Democratic state Rep. Bruce Franks, a protest organizer, said making the entire community uncomfortable is an important part of the demonstrations. Franks said protests would continue, but he did not say when or where.
“Folks got to pay attention, right?” Franks said Monday. “Do we just say, ‘Oh, it’s another case where an officer’s found not guilty and leave it at that?’ No, we get out here and disrupt and make our presence felt.”
FILE – In this Sept. 15, 2017 file photo, protesters hold up signs as restaurant patrons look out the window in St. Louis. When a former police officer was acquitted in the fatal shooting of a black suspect, protesters vowed to show their disdain by disrupting business in downtown St. Louis. (AP Photo/Jeff Roberson, File)
Joe Reagan, president and CEO of the St. Louis Regional Chamber of Commerce, said it’s too early to put a dollar amount on the economic cost.
“But in the long term, there are greater economic impacts from the racial disparity and the mistrust many have in the criminal justice system,” Reagan said. “This is not new to St. Louis or unique to St. Louis, but this is a challenge.”
Many business owners are dealing with more than lost time or canceled events. Police said nearly two dozen businesses were damaged Saturday night in University City, mostly by having their windows broken. On Sunday, more windows were broken in downtown St. Louis, and several large decorative pots with plants were smashed.
Chris Rubin de la Borbolla, owner of a clothing, jewelry and accessories store in University City, said his broken window will probably cost him at least $2,000. Damage to merchandise will cost him about $2,000 more.
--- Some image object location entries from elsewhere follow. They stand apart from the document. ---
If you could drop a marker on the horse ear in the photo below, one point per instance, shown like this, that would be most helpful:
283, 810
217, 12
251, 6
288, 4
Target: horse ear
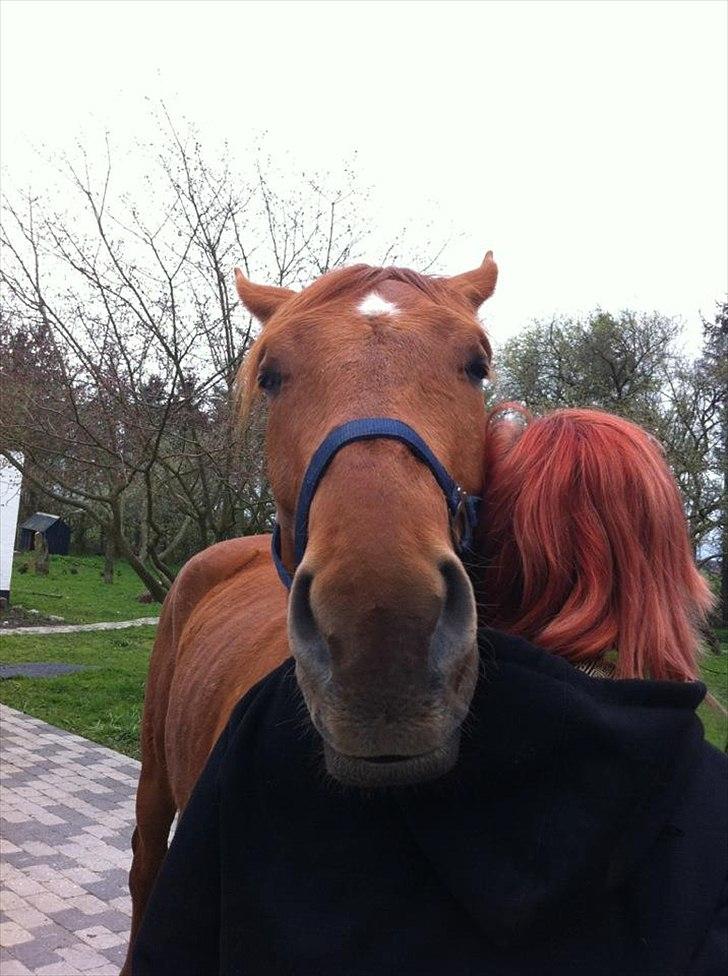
475, 286
260, 300
506, 424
Joe Edwards, owner of the Blueberry Hill restaurant and concert venue and many other Delmar Loop businesses, said he was particularly frustrated because much of the damage occurred at businesses owned by minorities.
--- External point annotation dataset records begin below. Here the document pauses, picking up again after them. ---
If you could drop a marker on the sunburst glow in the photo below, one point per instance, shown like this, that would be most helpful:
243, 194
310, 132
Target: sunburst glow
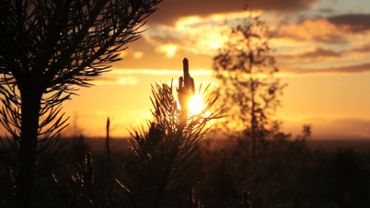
196, 105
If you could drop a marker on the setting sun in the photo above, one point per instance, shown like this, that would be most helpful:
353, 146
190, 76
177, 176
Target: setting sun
196, 105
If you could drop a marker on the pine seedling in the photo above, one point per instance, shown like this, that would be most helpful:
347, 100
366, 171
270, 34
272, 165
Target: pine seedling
162, 170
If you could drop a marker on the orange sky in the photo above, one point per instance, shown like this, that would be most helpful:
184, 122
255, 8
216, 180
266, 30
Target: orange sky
322, 49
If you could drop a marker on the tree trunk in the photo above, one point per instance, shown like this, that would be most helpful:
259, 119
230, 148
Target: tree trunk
31, 99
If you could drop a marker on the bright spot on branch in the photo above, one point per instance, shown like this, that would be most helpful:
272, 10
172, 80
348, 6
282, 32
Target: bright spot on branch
196, 105
168, 49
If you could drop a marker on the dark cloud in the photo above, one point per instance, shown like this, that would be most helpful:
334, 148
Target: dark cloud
357, 22
170, 10
317, 53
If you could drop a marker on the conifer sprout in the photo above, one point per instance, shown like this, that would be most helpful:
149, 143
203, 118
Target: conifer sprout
162, 172
48, 49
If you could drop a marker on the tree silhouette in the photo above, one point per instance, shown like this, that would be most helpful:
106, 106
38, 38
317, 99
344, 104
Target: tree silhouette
245, 67
47, 49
“Forty-five years ago, this street was in great decline and by embracing diversity we overcame it,” said Edwards, who is White. “Whoever threw rocks doesn’t care. They just want anarchy.”
But Edwards said it was heartwarming Sunday when artists from around the region turned out to transform the plywood covering broken windows into art. Restaurants and shops were busy with people who “came in to shop and show support,” he said.
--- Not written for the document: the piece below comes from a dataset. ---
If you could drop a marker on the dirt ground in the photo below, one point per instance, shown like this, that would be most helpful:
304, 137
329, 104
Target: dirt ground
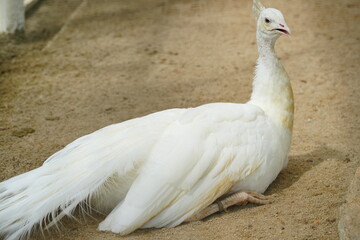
82, 65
Protests resumed for the fourth straight day just after dawn Monday. A racially mixed crowd of roughly 150 people marched silently to City Hall for a rally, then to a city court building for another. Police did not intervene.
It was a far cry from the scene hours earlier, when a small crowd left over from an earlier peaceful protest marched into downtown late Sunday. Once they started breaking windows and throwing things at officers, police reinforcements quickly emerged and protesters scattered.
For the next several hours, hundreds of officers in riot gear lined downtown streets. More than 80 people were arrested, including onlookers who refused orders to disperse. Among those arrested was reporter Mike Faulk of the St. Louis Post-Dispatch, according to the newspaper.
The cause for the escalation was not clear. Protesters blamed police for showing up in riot gear. Police said demonstrators began throwing things at them.
One officer suffered a leg injury and was taken to a hospital. His condition wasn’t known.
“I’m proud to tell you the city of St. Louis is safe and the police owned tonight,” interim Police Chief Lawrence O’Toole said in an early morning video posted on Twitter.
The Sunday night unrest followed a pattern familiar since the protests in nearby Ferguson, Missouri, in 2014, following the fatal police shooting of Michael Brown. Raucous but peaceful protests dominate during the daytime and early evening, giving way to much small but more confrontational demonstrations at night.
“The days have been calm and the nights have been destructive,” Mayor Lyda Krewson said as she stood with O’Toole on the Twitter video.
Associated Press Writer Summer Ballentine contributed to this report.